Taniwaki Masaya, Daigo Yataro, Ishikawa Nobuhisa, Takano Atsushi, Tsunoda Tatsuhiko, Yasui Wataru, Inai Kouki, Kohno Nobuoki, Nakamura Yusuke
Laboratory of Molecular Medicine, Human Genome Center, Institute of Medical Science, The University of Tokyo, Tokyo 108-8639, Japan.
Int J Oncol. 2006 Sep;29(3):567-75.
To characterize the molecular mechanisms involved in the carcinogenesis and progression of small-cell lung cancer (SCLC) and identify molecules to be applied as novel diagnostic markers and/or for development of molecular-targeted drugs, we applied cDNA microarray profile analysis coupled with purification of cancer cells by laser-microbeam microdissection (LMM). Expression profiles of 32,256 genes in 15 SCLCs identified 252 genes that were commonly up-regulated and 851 transcripts that were down-regulated in SCLC cells compared with non-cancerous lung tissue cells. An unsupervised clustering algorithm applied to the expression data easily distinguished SCLC from the other major histological type of non-small cell lung cancer (NSCLC) and identified 475 genes that may represent distinct molecular features of each of the two histological types. In particular, SCLC was characterized by altered expression of genes related to neuroendocrine cell differentiation and/or growth such as ASCL1, NRCAM, and INSM1. We also identified 68 genes that were abundantly expressed both in advanced SCLCs and advanced adenocarcinomas (ADCs), both of which had been obtained from patients with extensive chemotherapy treatment. Some of them are known to be transcription factors and/or gene expression regulators such as TAF5L, TFCP2L4, PHF20, LMO4, TCF20, RFX2, and DKFZp547I048 as well as those encoding nucleotide-binding proteins such as C9orf76, EHD3, and GIMAP4. Our data provide valuable information for better understanding of lung carcinogenesis and chemoresistance.
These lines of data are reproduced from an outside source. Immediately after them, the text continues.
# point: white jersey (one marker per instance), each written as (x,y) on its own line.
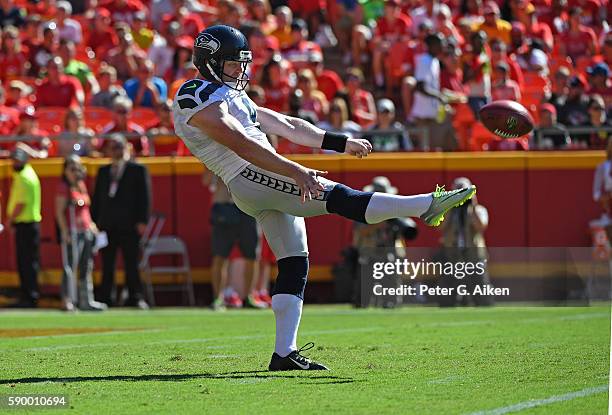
(195,95)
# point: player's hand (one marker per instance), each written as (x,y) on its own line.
(358,147)
(306,180)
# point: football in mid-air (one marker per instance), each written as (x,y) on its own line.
(507,119)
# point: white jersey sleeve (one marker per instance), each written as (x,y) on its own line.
(193,96)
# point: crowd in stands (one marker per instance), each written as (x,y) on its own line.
(72,72)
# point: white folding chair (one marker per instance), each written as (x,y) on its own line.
(168,246)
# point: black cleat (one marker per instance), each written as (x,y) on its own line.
(295,361)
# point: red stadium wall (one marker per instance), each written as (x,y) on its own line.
(534,199)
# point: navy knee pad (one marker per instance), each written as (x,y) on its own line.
(292,274)
(348,202)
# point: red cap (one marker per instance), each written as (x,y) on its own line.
(491,7)
(548,107)
(102,12)
(272,43)
(185,42)
(518,27)
(28,112)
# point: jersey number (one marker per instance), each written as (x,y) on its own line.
(251,109)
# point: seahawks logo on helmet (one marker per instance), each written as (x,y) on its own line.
(207,41)
(511,123)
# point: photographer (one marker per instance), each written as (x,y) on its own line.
(463,241)
(380,242)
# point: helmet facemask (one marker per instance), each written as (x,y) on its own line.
(240,82)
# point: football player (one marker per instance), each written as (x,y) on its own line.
(226,130)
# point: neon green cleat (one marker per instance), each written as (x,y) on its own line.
(443,201)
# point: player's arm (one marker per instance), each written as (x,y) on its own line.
(302,132)
(216,122)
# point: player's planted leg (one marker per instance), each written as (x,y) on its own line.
(287,303)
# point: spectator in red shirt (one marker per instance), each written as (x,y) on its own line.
(276,86)
(313,100)
(28,127)
(9,117)
(284,17)
(393,26)
(578,40)
(41,54)
(69,29)
(124,57)
(59,90)
(230,13)
(606,50)
(122,109)
(328,81)
(298,52)
(499,54)
(30,34)
(165,142)
(10,15)
(525,13)
(17,95)
(312,11)
(444,23)
(46,9)
(190,23)
(182,57)
(102,37)
(123,10)
(591,15)
(13,59)
(556,18)
(599,83)
(503,86)
(259,11)
(361,102)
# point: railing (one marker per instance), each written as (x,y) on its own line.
(422,133)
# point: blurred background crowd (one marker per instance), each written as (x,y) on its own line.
(75,71)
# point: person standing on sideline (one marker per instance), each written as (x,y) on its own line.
(121,207)
(77,234)
(23,214)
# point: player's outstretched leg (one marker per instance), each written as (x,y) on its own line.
(368,207)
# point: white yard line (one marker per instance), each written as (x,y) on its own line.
(417,325)
(541,402)
(197,340)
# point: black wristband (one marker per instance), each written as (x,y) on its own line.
(334,141)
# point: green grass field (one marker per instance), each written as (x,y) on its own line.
(404,361)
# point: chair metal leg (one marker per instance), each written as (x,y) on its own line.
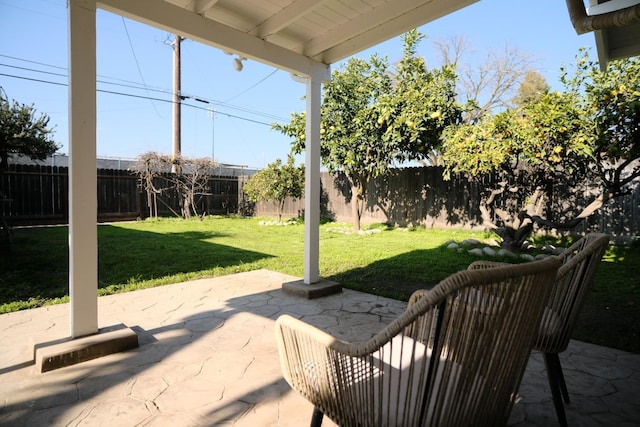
(563,384)
(555,376)
(316,418)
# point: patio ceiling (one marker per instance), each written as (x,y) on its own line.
(300,36)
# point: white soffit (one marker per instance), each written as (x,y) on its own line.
(300,36)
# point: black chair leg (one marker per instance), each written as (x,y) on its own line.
(316,419)
(556,383)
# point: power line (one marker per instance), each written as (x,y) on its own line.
(135,58)
(252,86)
(141,97)
(136,85)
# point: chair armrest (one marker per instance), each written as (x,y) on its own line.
(482,265)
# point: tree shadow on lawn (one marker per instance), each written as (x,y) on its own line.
(126,255)
(399,276)
(39,267)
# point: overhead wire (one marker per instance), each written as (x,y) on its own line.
(136,85)
(135,58)
(223,113)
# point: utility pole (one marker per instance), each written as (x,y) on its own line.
(177,143)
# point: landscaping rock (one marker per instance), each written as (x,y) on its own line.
(470,242)
(475,251)
(489,251)
(527,257)
(507,253)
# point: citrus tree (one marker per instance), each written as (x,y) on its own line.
(373,116)
(276,183)
(23,132)
(585,138)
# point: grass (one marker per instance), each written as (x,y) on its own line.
(393,263)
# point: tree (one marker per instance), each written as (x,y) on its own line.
(373,117)
(586,136)
(190,180)
(24,133)
(612,101)
(488,85)
(531,89)
(276,184)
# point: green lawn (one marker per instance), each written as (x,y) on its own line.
(394,263)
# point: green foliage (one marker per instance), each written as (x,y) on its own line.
(22,133)
(612,101)
(373,116)
(143,254)
(276,183)
(588,134)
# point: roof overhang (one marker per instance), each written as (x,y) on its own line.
(615,24)
(301,36)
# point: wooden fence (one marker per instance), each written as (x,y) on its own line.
(35,194)
(413,196)
(419,196)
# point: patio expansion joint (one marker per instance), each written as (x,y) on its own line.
(62,353)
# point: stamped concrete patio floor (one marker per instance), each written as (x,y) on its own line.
(208,357)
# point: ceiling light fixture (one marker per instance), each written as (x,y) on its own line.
(237,63)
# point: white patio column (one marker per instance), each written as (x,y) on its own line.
(83,211)
(312,183)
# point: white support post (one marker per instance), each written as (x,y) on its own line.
(312,184)
(83,211)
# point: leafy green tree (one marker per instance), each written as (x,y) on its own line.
(22,132)
(612,101)
(586,136)
(373,116)
(276,184)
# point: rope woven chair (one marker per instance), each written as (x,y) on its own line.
(580,264)
(455,357)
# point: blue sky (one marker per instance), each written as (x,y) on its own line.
(136,60)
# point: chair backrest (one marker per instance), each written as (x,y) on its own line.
(580,264)
(455,357)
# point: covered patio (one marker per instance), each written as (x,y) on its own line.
(208,357)
(207,354)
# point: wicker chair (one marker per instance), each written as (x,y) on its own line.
(580,264)
(455,357)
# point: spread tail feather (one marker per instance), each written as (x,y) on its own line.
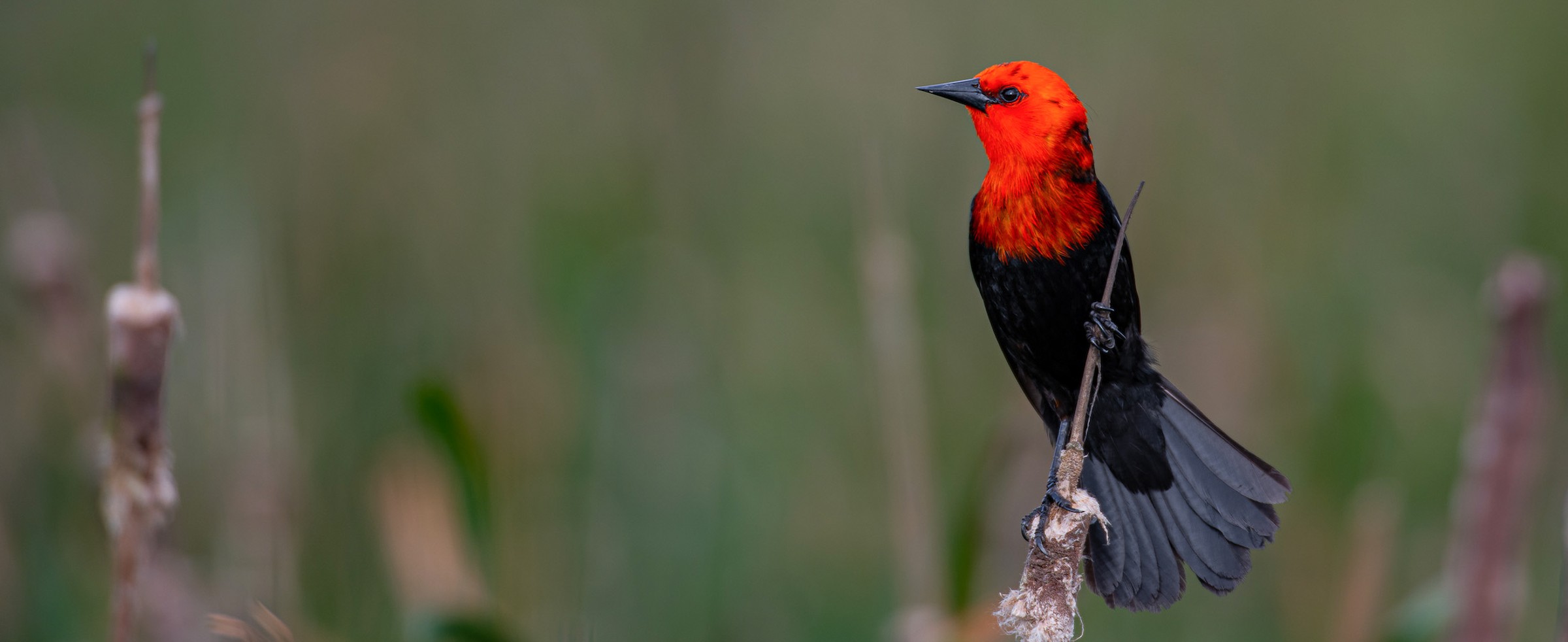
(1217,509)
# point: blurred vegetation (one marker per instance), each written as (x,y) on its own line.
(626,236)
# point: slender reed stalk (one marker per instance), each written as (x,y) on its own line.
(1045,605)
(139,487)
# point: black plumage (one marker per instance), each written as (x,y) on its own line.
(1175,488)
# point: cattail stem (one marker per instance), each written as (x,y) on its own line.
(1045,605)
(1501,451)
(139,487)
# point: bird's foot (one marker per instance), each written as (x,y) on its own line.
(1102,330)
(1034,525)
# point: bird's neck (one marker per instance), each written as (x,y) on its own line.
(1039,208)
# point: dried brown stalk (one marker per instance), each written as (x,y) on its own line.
(1045,605)
(139,487)
(267,628)
(1492,495)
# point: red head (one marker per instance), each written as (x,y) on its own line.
(1040,197)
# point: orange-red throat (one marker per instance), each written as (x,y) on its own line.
(1040,198)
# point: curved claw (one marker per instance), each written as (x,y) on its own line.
(1102,330)
(1054,496)
(1028,528)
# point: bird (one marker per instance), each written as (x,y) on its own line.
(1177,490)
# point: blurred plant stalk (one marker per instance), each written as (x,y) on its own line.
(1499,462)
(894,335)
(139,487)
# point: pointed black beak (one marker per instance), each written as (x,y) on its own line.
(965,92)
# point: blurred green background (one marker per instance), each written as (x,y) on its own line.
(598,265)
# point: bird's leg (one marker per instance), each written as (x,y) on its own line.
(1102,330)
(1028,526)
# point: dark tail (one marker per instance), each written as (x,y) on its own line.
(1217,509)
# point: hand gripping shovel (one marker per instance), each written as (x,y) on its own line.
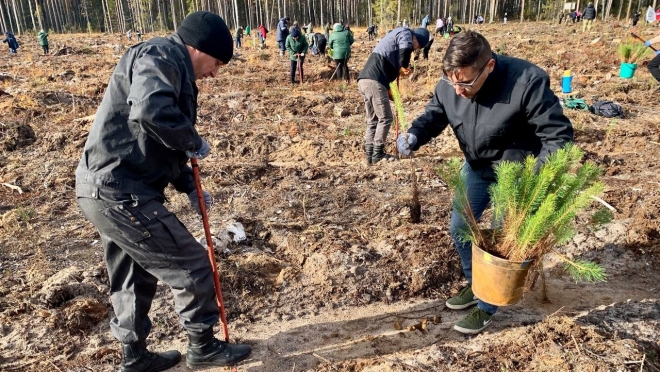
(209,244)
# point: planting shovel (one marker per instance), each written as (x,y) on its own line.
(209,244)
(638,37)
(299,69)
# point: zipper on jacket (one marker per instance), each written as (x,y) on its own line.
(474,128)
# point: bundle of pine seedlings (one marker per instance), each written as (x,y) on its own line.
(402,125)
(534,211)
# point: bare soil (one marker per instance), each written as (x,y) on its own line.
(332,276)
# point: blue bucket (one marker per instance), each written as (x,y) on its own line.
(627,70)
(566,84)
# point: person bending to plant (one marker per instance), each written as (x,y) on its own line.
(654,65)
(500,108)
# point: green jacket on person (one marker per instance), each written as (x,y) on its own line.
(340,42)
(296,47)
(43,38)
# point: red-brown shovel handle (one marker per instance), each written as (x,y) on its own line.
(209,244)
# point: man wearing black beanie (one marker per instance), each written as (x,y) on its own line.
(142,137)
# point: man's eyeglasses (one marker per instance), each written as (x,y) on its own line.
(464,86)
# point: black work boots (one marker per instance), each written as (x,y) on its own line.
(204,350)
(369,151)
(379,154)
(136,358)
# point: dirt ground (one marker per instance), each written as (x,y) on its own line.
(331,275)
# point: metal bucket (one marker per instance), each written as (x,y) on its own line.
(495,280)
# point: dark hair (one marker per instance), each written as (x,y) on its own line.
(469,48)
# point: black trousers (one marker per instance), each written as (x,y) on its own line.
(427,48)
(653,67)
(294,69)
(143,244)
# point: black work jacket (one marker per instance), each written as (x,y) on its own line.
(144,126)
(514,114)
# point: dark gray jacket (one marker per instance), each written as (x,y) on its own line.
(144,126)
(515,114)
(589,12)
(391,53)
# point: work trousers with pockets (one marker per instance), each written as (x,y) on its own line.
(143,244)
(378,111)
(294,69)
(342,69)
(653,66)
(479,199)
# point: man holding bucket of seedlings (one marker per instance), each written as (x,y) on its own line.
(390,57)
(142,137)
(500,108)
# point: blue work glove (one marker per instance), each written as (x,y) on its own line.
(201,153)
(404,146)
(194,201)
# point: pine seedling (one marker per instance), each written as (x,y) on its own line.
(534,207)
(398,105)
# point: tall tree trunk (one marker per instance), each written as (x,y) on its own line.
(18,24)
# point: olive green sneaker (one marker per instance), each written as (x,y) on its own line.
(474,322)
(464,299)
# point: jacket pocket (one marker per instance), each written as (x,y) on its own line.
(170,234)
(127,223)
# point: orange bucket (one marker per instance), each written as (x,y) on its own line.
(495,280)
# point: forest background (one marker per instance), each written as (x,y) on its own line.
(111,16)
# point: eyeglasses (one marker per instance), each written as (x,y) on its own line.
(464,86)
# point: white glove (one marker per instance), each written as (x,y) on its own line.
(194,201)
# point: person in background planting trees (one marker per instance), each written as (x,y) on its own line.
(238,35)
(589,15)
(43,40)
(389,59)
(142,137)
(282,33)
(10,39)
(297,47)
(654,65)
(262,35)
(340,43)
(500,109)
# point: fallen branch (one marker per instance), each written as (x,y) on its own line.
(603,202)
(13,187)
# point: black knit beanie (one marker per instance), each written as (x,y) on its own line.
(208,33)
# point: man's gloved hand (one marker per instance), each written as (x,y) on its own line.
(404,145)
(202,152)
(194,201)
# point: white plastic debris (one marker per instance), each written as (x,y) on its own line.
(237,229)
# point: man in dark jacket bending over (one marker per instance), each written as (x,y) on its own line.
(390,57)
(500,108)
(142,137)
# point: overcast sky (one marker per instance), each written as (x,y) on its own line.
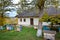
(15,1)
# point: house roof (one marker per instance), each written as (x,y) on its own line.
(50,10)
(28,14)
(53,11)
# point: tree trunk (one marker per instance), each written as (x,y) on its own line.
(39,31)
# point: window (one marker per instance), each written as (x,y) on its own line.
(21,19)
(24,20)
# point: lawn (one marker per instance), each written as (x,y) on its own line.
(58,36)
(25,34)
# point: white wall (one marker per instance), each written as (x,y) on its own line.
(35,20)
(24,23)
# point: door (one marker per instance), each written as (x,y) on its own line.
(31,21)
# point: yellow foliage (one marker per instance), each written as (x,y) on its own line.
(10,21)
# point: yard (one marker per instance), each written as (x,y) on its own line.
(25,34)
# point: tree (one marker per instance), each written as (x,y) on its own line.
(3,4)
(40,6)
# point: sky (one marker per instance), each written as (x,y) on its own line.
(15,1)
(12,13)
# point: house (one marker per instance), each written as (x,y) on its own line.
(32,18)
(28,18)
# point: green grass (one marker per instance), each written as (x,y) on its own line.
(58,36)
(25,34)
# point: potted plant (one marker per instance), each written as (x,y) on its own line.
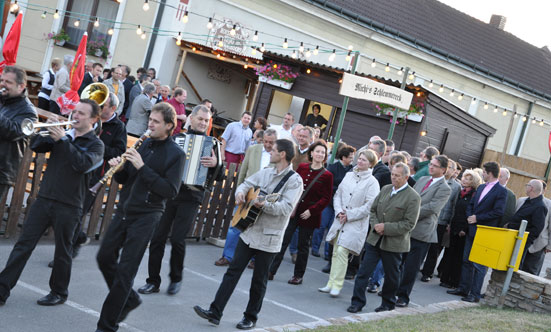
(98,48)
(414,113)
(277,74)
(59,38)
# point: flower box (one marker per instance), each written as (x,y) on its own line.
(279,83)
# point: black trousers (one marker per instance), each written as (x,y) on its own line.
(119,258)
(54,107)
(179,216)
(43,214)
(412,263)
(434,252)
(304,241)
(453,260)
(242,256)
(391,265)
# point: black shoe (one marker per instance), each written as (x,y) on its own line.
(401,303)
(372,288)
(382,308)
(470,298)
(245,324)
(174,288)
(148,289)
(354,309)
(457,291)
(206,314)
(126,310)
(51,299)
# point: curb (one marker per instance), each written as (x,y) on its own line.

为了阐明小细胞肺癌(SCLC)发生发展过程中涉及的分子机制,并确定可作为新型诊断标志物和/或用于开发分子靶向药物的分子,我们采用了cDNA微阵列分析,并结合激光微束显微切割(LMM)技术纯化癌细胞。与非癌性肺组织细胞相比,对15例SCLC中32256个基因的表达谱分析发现,有252个基因在SCLC细胞中普遍上调,851个转录本下调。将无监督聚类算法应用于表达数据,可轻松区分SCLC与其他主要组织学类型的非小细胞肺癌(NSCLC),并鉴定出475个可能代表这两种组织学类型各自独特分子特征的基因。特别是,SCLC的特征在于与神经内分泌细胞分化和/或生长相关的基因表达改变,如ASCL1、NRCAM和INSM1。我们还鉴定出68个在晚期SCLC和晚期腺癌(ADC)中均大量表达的基因,这两种癌症均来自接受广泛化疗的患者。其中一些已知是转录因子和/或基因表达调节因子,如TAF5L、TFCP2L4、PHF20、LMO4、TCF20、RFX2和DKFZp547I048,以及编码核苷酸结合蛋白的基因,如C9orf76、EHD3和GIMAP4。我们的数据为更好地理解肺癌发生和化疗耐药性提供了有价值的信息。